• INNOVATION BARN: New development to turn Charlotte's trash to treasure

    By: Mark Barber

    Updated:

    CHARLOTTE, N.C. - Charlotte is a city built on banks but city leaders believe it can become the first place in the country to build its economy around trash.

    A new development is opening on Seigle Avenue later this year that could turn your trash into everything from bricks to leather to phone cases.

    [ALSO READ: City of Charlotte looks to become global sustainability leader through Circular Charlotte]

    Channel 9 toured the site on Friday morning.

    The building used to be known as the city's old horse barn but soon it will be called the city's Innovation Barn.

    "It's going to transform Charlotte.

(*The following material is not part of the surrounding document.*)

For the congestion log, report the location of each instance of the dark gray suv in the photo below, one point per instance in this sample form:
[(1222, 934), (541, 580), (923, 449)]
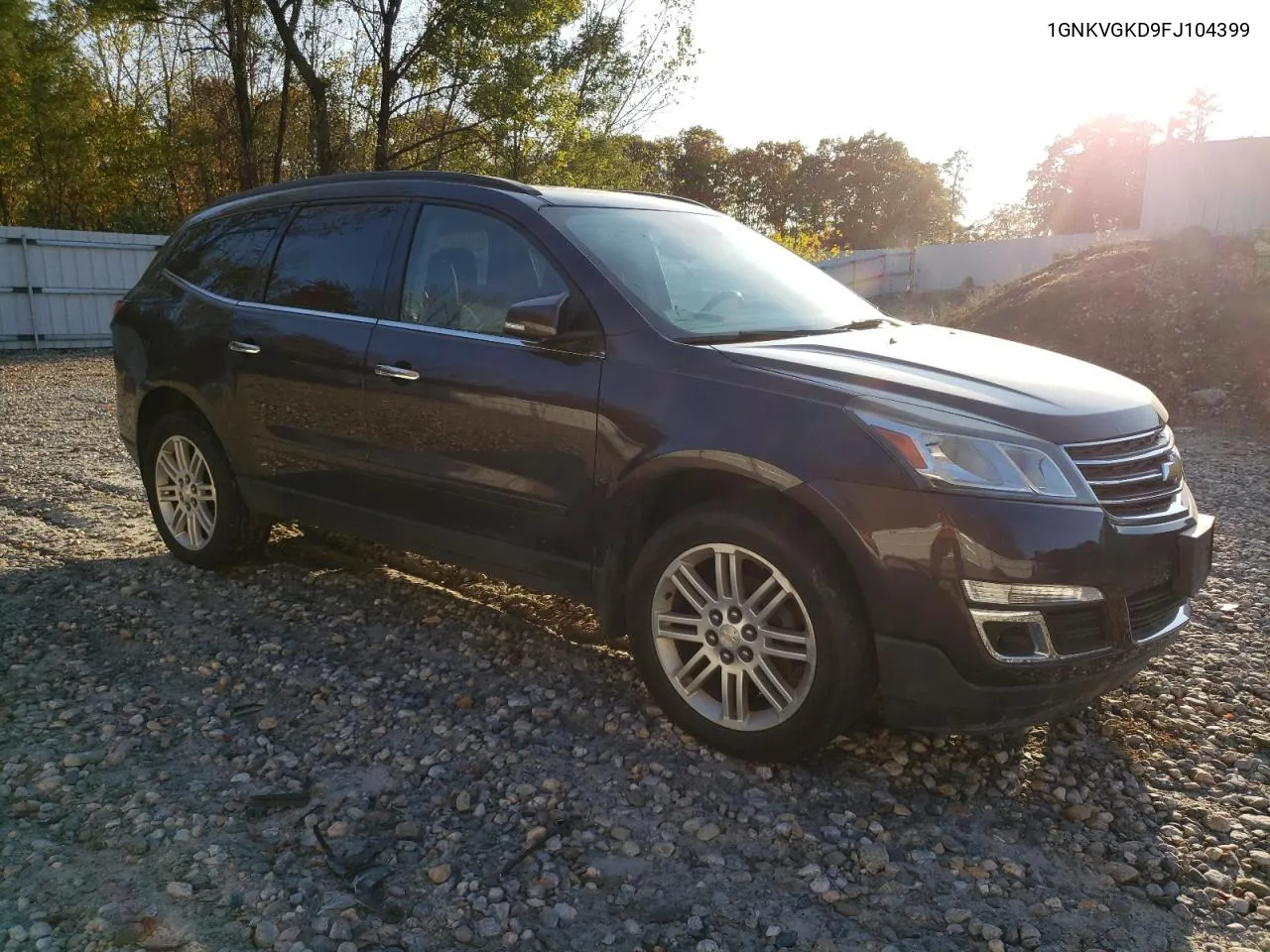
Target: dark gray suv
[(792, 506)]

It's going to be such a unique experience," said Amy Aussieker with Envision Charlotte.

    She leads the nonprofit heading up the development that will turn Charlotte's trash into treasure.

    The vision imagines labs that will create leather from fruit peels and 3D printers that will turn plastics into phone cases and building bricks.

    Soldier flies will break down waste behind a glass case and food will be harvested from a garden for a restaurant and a beer garden.

    "There's opportunities and resources for jobs and economic mobility all within our trash, which is kind of crazy," Aussieker said.

    The European-style plans might be hard for some to imagine but neighbors told us they are on board.

    "I think it's really important to utilize everything we're going to waste," said Dee Imbert.

    Brandon Wheeler said, "I think that's great."

    [ALSO READ: Charlotte approves environmental sustainability resolution]

    The Innovation Barn will be a model for Charlotte's grand plans to become the first city in the U.S. to become trash-free.

    By 2050, Charlotte plans to take the 400,000 tons of trash that is thrown away every year and turn it into reusable products, such as uniforms and linens.

    City leaders believe the Innovation Barn is the first bold step forward, so it's already invested $2 million in the project.

    "There are opportunities with trash. We can create jobs, we can create products and Charlotte can be known for that," Aussieker said.

    UNC Charlotte is one of the groups that will be working out of the new labs.

    The development is on track to open before the end of 2019.